The impact to human life of alcohol consumption is well documented — in the United States an estimated 79,000 lives are lost annually due to excessive drinking. As terrible as the loss of life is, the full price that society pays is even greater — health care costs rise, property is damaged, productivity is lost, and more.
A 2011 study published in the American Journal of Preventive Medicine, “Economic Costs of Excessive Alcohol Consumption in the U.S., 2006,” utilized information from 2006 national databases to estimate the true economic costs for that year. Participating researchers were from institutions such as Mathematica Policy Research, the National Association of State Alcohol and Drug Abuse Directors and the National Center for Chronic Disease Prevention and Health Promotion.
Findings of the study include:
- The estimated overall economic cost of excessive drinking was $223.5 billion in 2006; in real terms this figure equates to a costs-to-society figure of approximately $1.90 per alcoholic drink consumed.
- Of this $223 billion, 72.2% (or $161 billion) was in the form of lost productivity, 11.0% ($24 billion) from attributed health care costs, and 9.4% ($21 billion) from costs associated with criminal justice costs.
- Binge drinking (for a woman consuming at least four drinks or a man consuming at least five drinks in two hours) resulted in total costs of $170.7 billion (76.4% of the total).
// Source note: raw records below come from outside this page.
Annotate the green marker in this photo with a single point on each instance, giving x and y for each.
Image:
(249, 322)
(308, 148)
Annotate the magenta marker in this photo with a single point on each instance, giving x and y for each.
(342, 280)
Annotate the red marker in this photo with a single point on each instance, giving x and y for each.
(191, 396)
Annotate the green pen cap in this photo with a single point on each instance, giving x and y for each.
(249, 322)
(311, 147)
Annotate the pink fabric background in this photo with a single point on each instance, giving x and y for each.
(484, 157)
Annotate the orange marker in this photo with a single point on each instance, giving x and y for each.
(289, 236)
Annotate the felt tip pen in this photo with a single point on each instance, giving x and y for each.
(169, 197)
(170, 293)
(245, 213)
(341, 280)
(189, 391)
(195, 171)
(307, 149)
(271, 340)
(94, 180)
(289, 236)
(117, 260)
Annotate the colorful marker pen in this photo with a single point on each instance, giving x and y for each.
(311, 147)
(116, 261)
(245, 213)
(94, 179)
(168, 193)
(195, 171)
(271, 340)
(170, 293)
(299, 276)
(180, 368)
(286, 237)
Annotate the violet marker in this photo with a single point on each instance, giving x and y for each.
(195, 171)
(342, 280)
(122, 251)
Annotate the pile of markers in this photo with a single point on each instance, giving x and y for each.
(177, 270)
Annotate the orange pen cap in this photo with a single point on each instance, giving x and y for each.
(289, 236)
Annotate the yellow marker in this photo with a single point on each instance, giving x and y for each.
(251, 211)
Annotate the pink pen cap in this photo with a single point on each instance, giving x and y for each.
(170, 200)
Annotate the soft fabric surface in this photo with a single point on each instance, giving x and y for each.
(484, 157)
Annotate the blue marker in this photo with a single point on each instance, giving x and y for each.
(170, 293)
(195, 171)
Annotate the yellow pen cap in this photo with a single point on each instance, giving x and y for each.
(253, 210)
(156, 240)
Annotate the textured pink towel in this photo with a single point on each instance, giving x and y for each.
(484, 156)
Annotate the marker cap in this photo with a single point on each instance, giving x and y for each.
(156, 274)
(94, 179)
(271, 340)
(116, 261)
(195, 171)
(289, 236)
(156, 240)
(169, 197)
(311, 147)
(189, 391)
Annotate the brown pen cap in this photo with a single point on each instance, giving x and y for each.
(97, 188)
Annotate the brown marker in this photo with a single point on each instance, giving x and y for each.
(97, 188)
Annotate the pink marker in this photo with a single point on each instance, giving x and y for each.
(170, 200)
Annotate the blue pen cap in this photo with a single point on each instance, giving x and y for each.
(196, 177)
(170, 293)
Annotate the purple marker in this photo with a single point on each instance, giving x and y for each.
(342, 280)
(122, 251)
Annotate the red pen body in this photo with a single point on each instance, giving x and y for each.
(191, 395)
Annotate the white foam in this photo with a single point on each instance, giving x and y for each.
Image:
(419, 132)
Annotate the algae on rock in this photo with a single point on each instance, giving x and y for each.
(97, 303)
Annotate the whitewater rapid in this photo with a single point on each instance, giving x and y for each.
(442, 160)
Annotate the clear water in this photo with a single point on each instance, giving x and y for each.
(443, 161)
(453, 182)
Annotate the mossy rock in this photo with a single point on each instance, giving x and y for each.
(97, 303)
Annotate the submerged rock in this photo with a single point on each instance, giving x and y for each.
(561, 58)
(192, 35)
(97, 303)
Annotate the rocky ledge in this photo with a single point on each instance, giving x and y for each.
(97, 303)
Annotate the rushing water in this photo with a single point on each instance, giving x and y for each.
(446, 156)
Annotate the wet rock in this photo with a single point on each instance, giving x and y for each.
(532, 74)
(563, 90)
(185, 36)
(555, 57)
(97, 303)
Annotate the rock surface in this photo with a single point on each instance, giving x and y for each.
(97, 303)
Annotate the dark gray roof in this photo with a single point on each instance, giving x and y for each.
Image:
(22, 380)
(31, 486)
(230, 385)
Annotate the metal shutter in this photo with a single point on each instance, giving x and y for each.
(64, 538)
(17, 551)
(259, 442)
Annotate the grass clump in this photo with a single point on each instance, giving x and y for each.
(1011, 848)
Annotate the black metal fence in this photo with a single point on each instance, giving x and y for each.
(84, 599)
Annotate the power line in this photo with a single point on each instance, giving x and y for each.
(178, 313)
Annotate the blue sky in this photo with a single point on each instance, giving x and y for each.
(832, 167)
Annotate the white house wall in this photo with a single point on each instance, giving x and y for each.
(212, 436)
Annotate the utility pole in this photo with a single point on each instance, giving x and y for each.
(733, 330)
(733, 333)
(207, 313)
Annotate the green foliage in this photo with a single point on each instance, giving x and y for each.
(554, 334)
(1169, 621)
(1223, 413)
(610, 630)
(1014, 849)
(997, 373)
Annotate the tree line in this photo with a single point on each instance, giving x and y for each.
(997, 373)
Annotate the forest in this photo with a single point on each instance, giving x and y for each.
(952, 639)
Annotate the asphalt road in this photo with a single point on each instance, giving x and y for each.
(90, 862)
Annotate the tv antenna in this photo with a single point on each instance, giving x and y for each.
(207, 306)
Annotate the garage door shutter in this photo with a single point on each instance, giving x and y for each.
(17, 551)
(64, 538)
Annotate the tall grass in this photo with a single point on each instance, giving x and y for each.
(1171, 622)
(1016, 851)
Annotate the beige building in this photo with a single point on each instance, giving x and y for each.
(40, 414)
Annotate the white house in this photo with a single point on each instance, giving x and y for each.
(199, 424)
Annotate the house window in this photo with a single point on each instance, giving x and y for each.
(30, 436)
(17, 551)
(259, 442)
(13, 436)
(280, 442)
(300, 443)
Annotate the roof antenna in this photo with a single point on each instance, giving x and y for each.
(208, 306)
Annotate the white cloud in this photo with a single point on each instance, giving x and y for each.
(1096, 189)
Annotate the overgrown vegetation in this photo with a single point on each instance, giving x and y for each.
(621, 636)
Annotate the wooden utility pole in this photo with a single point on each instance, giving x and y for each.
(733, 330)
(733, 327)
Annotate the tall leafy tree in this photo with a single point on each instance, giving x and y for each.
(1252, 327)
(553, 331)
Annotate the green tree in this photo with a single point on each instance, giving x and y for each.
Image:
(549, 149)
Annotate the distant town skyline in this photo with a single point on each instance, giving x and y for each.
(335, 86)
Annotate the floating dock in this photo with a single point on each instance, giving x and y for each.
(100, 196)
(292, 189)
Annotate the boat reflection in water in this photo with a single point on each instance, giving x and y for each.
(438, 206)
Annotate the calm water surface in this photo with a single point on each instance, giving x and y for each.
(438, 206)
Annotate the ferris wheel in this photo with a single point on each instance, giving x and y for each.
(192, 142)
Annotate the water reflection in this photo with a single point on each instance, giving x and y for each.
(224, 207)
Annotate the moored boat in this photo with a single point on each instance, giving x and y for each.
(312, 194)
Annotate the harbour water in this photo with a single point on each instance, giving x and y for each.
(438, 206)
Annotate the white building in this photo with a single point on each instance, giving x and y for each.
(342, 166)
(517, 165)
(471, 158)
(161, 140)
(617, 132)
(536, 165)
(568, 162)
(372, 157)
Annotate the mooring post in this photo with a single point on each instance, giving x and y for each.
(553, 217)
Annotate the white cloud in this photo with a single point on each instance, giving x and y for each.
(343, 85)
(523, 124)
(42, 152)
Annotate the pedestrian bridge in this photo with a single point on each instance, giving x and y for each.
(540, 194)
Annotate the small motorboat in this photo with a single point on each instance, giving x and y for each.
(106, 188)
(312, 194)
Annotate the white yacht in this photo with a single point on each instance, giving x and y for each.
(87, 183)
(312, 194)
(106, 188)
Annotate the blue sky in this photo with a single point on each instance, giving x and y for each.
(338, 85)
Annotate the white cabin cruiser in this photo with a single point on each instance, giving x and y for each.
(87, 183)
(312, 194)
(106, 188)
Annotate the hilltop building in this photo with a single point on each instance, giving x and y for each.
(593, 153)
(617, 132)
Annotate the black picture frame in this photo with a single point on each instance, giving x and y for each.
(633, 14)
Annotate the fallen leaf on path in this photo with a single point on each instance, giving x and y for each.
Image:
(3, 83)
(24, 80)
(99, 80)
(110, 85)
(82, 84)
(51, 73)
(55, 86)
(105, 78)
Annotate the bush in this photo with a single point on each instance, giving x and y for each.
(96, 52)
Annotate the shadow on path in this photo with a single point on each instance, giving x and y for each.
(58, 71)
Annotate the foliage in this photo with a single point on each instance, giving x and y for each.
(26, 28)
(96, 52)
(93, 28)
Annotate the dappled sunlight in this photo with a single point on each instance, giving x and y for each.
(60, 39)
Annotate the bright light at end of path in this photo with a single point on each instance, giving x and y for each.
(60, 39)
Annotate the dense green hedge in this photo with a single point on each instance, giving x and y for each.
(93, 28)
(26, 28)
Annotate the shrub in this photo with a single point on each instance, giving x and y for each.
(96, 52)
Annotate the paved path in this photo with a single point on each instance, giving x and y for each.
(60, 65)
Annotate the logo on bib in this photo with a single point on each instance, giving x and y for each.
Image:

Underage drinking cost $27 billion, and drinking during pregnancy $5.2 billion.
- The cost of alcohol-attributable crime was $73.3 billion, including crash-related costs from driving under the influence (43.8%) and corrections expenditures (17.2%.)
- The cost of excessive drinking to the U.S. government was $94.2 billion (42.1% of the total economic cost). This equates to roughly $0.80 per alcoholic drink consumed by Americans in 2006.
- Federal, state and local revenues from excise taxes on alcohol, which totaled $14.6 billion in 2006, only covered approximately 15% of the economic costs to the government of excess drinking that year.
The researchers believe that the overall estimate is conservative, as the study does not attempt to take into consideration intangible costs such as pain, suffering, and bereavement. “The economic impact of excessive alcohol consumption is quite comparable to the economic impact of other leading health-risk behaviors, such as smoking and physical inactivity,” the researchers state.